S (SC39/2017) v R

Case

[2022] NZSC 7

17 February 2022


NOTE: PUBLICATION OF NAME OR IDENTIFYING PARTICULARS OF COMPLAINANT PROHIBITED BY S 139 OF THE CRIMINAL JUSTICE ACT 1985.

IN THE SUPREME COURT OF NEW ZEALAND

I TE KŌTI MANA NUI

 SC 39/2017
 [2022] NZSC 7
BETWEEN

S (SC 39/2017)
Applicant

AND

THE QUEEN
Respondent

Court:

Glazebrook, O’Regan and Ellen France JJ

Counsel:

Applicant in person
M L Wong for Respondent

Judgment:

17 February 2022

JUDGMENT OF THE COURT

A        The application for an oral hearing is dismissed.

BThe application for appointment of counsel as amicus curiae is dismissed.

CThe application for recall of this Court’s judgment of 16 November 2017 (S (SC 39/2017) v R) is dismissed.

____________________________________________________________________

REASONS

Introduction

  1. Mr S has filed an application for leave to appeal against a decision of the Court of Appeal.[1]  The Court of Appeal dismissed Mr S’s appeal against conviction for sexual offending against his stepdaughter who was aged between nine and 14 at the time of the offending. 

    [1]S (CA361/2010) v R [2013] NZCA 179 (Stevens, Allan and Clifford JJ).

  2. This is Mr S’s second application for leave to appeal.  His previous application was dismissed in 2017 in S (SC 39/2017) v R (the 2017 judgment).[2]  We therefore treat this as an application for recall of the 2017 judgment.[3]

Recall applications

[2]S (SC 39/2017) v R [2017] NZSC 169 (Elias CJ, William Young and O’Regan JJ).

[3]Uhrle v R [2020] NZSC 62, [2020] 1 NZLR 286 at [20].

  1. The general rule is that a judgment, once delivered, must stand for better or worse, subject to appeal.[4]  A decision to recall a judgment will only be made in exceptional circumstances.[5]  A recall application cannot be used to relitigate the reasons provided in the leave judgment.[6]  Nor can it be a means of collateral attack on a decision.[7]  Recall will be appropriate where some procedural or substantive error has occurred that would result in a miscarriage of justice.[8]

Grounds of application

[4]Horowhenua County v Nash (No 2) [1968] NZLR 632 (SC) at 633, as cited in Craig v Williams [2019] NZSC 60 at [10]. Exceptions to this are discussed in Saxmere Company Ltd v Wool Board Disestablishment Company Ltd (No 2) [2009] NZSC 122, [2010] 1 NZLR 76 at [2]; and Green Growth No 2 Ltd v Queen Elizabeth the Second National Trust [2018] NZSC 115 at [20].

[5]Wong v R [2011] NZCA 563 at [13]; and Uhrle v R, above n 3, at [29].

[6]Nuku v District Court at Auckland [2018] NZSC 39 at [2].

[7]R v Palmer CA334/03, 18 October 2004 at [29].

[8]Uhrle v R, above n 3, at [27].

  1. Mr S argues that he has suffered a miscarriage of justice because:

    (a)the medical opinion evidence adduced at trial was incorrect and misled the jury;

    (b)trial counsel failed to call a crucial defence witness and also failed to introduce evidence that corroborated Mr S’s evidence;

    (c)the Court of Appeal should not have accepted trial counsel’s evidence on Mr S’s claim of inadequate representation by trial counsel;

    (d)the Crown failed to follow up on evidence that would have corroborated Mr S’s statements in evidence; and

    (e)the deposition Judge erred in allowing admission of the evidential video interview of the complainant because she did not take an oath or make an affirmation during the interview.
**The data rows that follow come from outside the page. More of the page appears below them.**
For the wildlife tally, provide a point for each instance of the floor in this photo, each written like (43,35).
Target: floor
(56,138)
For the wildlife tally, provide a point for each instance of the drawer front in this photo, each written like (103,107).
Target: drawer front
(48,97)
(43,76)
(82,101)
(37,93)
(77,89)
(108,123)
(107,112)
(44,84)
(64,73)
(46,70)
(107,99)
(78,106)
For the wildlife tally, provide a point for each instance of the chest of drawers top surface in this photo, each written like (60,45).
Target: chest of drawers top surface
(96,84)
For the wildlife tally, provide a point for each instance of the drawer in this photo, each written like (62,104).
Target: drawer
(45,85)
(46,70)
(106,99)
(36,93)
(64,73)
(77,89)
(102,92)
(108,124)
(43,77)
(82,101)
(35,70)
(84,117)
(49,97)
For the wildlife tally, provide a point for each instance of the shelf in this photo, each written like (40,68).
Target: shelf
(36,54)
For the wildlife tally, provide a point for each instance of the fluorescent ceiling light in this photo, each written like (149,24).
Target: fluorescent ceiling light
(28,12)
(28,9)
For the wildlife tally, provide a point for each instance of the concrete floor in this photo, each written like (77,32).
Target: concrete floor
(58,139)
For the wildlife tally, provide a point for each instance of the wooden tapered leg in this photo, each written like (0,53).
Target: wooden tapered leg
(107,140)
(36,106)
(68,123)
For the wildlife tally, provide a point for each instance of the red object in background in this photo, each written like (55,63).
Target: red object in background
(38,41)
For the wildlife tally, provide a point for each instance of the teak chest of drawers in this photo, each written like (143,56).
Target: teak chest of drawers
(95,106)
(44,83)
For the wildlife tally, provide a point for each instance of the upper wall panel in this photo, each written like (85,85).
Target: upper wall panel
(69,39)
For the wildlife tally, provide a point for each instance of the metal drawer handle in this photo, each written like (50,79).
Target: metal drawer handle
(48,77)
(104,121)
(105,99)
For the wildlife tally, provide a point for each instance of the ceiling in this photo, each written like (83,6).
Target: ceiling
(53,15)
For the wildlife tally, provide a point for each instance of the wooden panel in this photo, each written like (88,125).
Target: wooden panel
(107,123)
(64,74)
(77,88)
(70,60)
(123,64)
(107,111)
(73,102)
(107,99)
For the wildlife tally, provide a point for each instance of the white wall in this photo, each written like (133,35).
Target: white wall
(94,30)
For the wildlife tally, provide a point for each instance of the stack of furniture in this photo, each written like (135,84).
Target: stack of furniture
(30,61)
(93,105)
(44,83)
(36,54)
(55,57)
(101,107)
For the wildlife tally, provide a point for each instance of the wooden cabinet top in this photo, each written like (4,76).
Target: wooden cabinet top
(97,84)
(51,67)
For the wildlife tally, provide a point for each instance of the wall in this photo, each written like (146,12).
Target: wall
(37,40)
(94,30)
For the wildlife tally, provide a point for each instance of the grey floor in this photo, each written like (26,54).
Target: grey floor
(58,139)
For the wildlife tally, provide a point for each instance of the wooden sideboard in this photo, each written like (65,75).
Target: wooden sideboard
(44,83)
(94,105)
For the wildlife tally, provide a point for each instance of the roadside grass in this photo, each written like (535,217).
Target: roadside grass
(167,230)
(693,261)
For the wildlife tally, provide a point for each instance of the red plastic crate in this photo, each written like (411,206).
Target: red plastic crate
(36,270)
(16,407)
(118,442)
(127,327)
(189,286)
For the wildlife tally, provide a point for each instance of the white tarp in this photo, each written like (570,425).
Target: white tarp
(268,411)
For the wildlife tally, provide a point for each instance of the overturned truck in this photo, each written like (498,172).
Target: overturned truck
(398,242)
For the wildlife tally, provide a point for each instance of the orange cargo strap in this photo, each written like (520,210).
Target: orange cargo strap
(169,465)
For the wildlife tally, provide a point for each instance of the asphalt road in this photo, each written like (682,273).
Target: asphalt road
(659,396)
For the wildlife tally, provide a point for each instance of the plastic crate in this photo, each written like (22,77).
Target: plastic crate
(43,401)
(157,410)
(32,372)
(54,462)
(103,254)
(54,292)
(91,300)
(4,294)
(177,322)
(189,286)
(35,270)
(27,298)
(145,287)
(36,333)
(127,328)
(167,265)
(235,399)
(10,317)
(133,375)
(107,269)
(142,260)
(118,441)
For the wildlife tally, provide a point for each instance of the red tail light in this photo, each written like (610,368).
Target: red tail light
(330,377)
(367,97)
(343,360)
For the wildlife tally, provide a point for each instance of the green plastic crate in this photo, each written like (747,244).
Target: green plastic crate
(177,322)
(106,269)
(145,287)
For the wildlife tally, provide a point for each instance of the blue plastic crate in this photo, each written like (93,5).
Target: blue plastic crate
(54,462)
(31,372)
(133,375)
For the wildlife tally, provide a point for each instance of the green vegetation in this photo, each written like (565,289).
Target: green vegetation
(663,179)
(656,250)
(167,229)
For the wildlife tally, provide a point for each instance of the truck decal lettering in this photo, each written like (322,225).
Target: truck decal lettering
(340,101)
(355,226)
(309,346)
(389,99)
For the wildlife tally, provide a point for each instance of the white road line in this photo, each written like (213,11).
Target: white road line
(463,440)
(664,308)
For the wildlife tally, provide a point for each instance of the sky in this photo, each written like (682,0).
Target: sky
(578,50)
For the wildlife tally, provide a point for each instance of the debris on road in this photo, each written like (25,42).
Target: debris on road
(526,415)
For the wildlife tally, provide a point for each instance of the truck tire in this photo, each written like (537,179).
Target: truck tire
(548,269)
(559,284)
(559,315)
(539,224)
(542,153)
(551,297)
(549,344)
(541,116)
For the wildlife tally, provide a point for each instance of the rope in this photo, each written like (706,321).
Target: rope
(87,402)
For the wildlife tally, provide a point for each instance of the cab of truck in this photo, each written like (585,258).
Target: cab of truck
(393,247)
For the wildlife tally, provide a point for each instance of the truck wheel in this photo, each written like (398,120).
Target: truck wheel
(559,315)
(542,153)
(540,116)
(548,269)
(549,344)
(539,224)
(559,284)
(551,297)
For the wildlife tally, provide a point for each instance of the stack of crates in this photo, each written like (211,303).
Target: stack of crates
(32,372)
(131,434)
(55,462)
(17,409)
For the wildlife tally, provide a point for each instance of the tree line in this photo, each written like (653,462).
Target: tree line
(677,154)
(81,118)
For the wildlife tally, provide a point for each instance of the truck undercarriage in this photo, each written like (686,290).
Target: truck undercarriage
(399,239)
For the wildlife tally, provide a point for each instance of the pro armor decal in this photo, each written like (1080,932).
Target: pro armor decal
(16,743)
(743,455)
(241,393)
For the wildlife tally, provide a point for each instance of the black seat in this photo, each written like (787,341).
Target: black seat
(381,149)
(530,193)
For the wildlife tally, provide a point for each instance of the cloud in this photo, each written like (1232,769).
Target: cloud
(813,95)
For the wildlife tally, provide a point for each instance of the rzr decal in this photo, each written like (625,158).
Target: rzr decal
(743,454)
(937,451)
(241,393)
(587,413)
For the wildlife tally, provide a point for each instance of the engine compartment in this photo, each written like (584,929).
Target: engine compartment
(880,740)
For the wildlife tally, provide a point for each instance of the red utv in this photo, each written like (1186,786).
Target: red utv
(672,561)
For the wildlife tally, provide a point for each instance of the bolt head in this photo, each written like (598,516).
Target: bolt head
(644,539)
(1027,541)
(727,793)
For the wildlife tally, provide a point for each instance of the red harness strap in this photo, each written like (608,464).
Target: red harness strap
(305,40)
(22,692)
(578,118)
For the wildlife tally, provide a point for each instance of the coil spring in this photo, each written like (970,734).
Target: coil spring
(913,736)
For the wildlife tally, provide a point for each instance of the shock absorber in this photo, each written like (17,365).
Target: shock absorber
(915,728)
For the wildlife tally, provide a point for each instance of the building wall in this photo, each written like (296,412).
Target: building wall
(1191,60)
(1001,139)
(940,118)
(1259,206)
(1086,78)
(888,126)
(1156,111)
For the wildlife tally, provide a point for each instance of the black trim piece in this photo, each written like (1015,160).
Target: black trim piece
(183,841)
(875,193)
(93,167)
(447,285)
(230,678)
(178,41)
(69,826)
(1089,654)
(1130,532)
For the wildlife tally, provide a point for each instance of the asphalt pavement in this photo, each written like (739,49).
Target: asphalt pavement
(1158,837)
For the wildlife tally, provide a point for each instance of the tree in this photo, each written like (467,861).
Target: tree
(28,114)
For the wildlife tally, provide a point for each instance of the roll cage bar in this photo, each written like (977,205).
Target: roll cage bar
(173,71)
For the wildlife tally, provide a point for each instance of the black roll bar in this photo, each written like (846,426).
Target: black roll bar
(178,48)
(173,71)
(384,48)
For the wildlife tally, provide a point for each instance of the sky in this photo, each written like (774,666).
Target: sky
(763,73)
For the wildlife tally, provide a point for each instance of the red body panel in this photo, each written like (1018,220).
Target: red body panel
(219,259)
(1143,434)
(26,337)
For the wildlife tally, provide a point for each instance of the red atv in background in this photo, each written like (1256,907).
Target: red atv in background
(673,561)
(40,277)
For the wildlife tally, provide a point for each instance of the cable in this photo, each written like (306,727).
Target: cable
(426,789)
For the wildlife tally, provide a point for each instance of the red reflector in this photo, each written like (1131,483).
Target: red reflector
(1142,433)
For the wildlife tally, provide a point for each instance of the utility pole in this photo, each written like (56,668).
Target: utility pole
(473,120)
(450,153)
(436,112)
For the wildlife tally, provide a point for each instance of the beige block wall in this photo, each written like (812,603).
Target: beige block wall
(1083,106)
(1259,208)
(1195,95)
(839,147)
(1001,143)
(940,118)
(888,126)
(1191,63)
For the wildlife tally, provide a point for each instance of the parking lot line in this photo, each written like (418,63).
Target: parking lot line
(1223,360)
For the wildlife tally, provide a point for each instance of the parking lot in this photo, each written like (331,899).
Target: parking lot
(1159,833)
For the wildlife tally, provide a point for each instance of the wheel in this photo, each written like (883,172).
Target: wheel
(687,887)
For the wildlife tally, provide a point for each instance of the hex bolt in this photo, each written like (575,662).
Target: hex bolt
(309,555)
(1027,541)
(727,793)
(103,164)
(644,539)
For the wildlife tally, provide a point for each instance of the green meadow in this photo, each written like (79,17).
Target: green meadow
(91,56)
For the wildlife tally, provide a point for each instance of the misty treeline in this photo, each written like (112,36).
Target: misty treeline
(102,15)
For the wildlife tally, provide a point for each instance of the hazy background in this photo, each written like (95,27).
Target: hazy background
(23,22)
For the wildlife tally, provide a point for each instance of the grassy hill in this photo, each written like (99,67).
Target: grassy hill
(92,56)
  2. Mr S seeks leave to file reply submissions.  He also seeks an oral hearing and for an amicus curiae to be appointed.

Our assessment

  1. We do not consider that we would be assisted by hearing oral submissions.  We have considered all the written submissions by Mr S.  Nor do we consider it necessary to appoint counsel as amicus curiae, particularly in light of the fact that this is Mr S’s second application for leave to appeal. 

  2. Mr S’s application does not meet the high threshold for a recall.  Most of the arguments that Mr S advances have been thoroughly dealt with in the decision of the Court of Appeal or the 2017 judgment of this Court, or both.  Any errors alleged are peripheral and would not have affected the outcome of the trial.  Mr S’s application is largely an attempt to relitigate matters already determined by this Court.  There is no risk of a miscarriage of justice. 

Result

  1. The application for an oral hearing is dismissed.

  2. The application for appointment of counsel as amicus curiae is dismissed.

  3. The application for recall of this Court’s judgment of 16 November 2017 (S (SC 39/2017) v R) is dismissed.